Свобода внешняя и внутренняя
На протяжении XVIII века взоры всех либералов Европы были прикованы к Англии — «стране свободы». Она воплощала тот идеал, к которому следовало стремиться: закон там стоял выше воли монарха, гражданам были гарантированы права, частная инициатива поощрялась, достойные и талантливые почитались наряду с родовитыми, наконец, была политическая стабильность.

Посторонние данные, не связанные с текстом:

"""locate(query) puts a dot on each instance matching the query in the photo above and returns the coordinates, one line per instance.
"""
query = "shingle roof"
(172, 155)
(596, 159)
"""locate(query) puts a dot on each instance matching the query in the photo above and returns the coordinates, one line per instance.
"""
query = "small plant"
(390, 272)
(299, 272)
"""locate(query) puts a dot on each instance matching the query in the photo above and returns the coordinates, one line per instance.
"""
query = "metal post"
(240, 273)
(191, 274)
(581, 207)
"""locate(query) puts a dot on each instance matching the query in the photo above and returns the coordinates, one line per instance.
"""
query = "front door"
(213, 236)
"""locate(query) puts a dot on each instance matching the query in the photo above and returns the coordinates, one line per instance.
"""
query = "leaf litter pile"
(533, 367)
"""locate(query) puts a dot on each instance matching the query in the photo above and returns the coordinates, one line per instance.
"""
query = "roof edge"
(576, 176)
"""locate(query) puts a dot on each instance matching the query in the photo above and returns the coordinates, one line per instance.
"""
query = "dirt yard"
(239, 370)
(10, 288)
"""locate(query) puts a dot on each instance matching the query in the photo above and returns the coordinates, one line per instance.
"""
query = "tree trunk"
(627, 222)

«То, что стало в Англии революцией, в других странах было не более как мятежом, — писал Вольтер в «Философских письмах». — Французы считают, что правление на этом острове более бурно, чем море, омывающее его берега, и это верно; но происходит это лишь тогда, когда король сам вздымает бурю, когда он хочет стать хозяином судна, на котором он всего только главный кормчий. Гражданские войны во Франции были продолжительнее, ожесточеннее и изобильнее преступлениями, чем такие же войны в Англии; но ни одна из этих гражданских войн не имела своей целью мудрую свободу».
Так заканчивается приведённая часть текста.